Todd Gray: Hi! I am chef Todd Gray and I am showing you how to prepare Whole Roasted Chili Rub Chicken. So let's get started. I have got a beautiful 3 pound chicken here from Harris Teeter. I will get this opened up and I will show you what to look for in a good fresh bird. I move the packaging and we can see it is a nice, fresh, plump bird. You have got no discoloration in the skin, smells nice and fresh, nothing sticky. Look how nice and plump the bird is? Put it back on the tray here. The first thing I want to do is to take this chicken and open up the carcass slightly. Take these rosemary branches, I have about three. Stick those snuggly inside the cavity and then just reposition the legs to keep that secure. So now that we have the bird stuff, we are going to make our rub. Let's get started by combining a little brown sugar, chilly powder, almost a little South Western inspiration here, olive oil. Create this rub now, it almost becomes a paste. We need salt and pepper, of course. Okay, our sea salt. So let's get all this combined being sure that the brown sugar is nice and dissolved with the chili powder. We have got about a teaspoon of brown sugar and a tablespoon of chili powder and about 2 tablespoons of olive oil and season to taste.

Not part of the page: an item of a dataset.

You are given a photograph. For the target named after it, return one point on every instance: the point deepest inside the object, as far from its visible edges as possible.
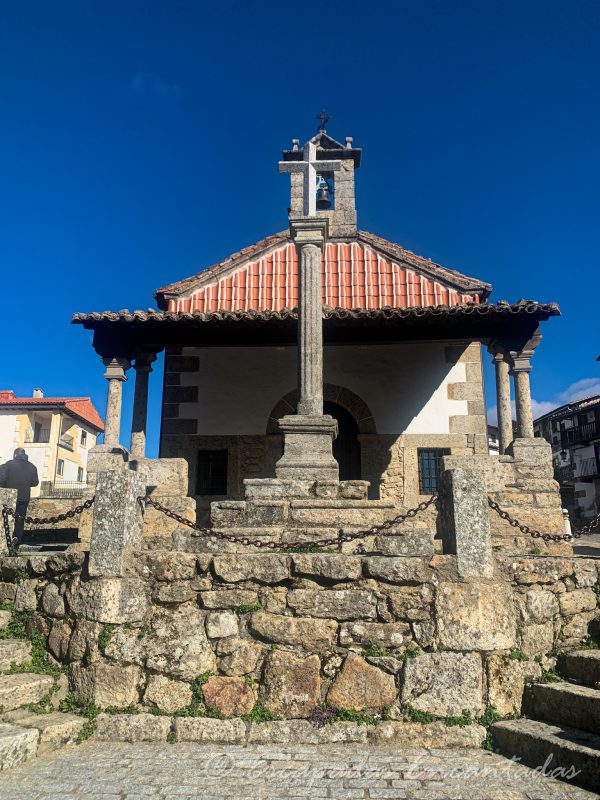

So now that all this sugar, and chilly powder, and olive oil, and salt, and pepper is well combined, I am going to take it and evenly pour it over the chicken, rubbing it in with our spoon here. I think it fall naturally. Make sure that we cover all of the meat. Make sure that it worked that into the skin, working on the legs, almost working it into the bird itself. We have just finished putting the rub on to the chicken. Now let's place it into our pot. Taking our bird very carefully, putting it down inside the casserole. Then beginning to start with the butter. So we start placing these little knobs of butter over and around the chicken, rubbing some of it in. The butter is going to help the caramelization. It is going to also provide richness, gives us a little nuttiness to the finished product. You don't have to put too much on there. It will melt as it roasts our chicken on the knob up inside that leg there. Here we go. A little bit more on this side. So now that our chicken has its rub, I am going to place the chicken into a 350 degree convection oven. I am going to leave the lid off for the first half of the cooking time to get good caramelization and good color, and half way through the cooking I will place the lid on the top. So our chicken has been in the oven for about an hour. We will take off the lid. Oh! Look at that. Beautiful roasted bird. So we can see that nice, good caramelization. Check the breast, be sure it's tight. Be sure that the juices are running clear from the leg. If you want to check to make sure, we can always use a meat thermometer. Insert the thermometer between the breast and the leg and it should be up to a 160 degrees internal temperature on the chicken.
Now let's take our chicken out. Getting it by the carcass inside, I am moving it carefully on to the platter. For a little presentation, we will put a little rosemary around as to give it some color. We can serve this family style at the table. Take a little of this natural braising liquid, pour a little bit more over the chicken. A little bit of that melted almost chilly butter. Here we have it, Whole Roasted Chilly Rub Chicken. There is nothing quite as good as a roasted bird, perfect.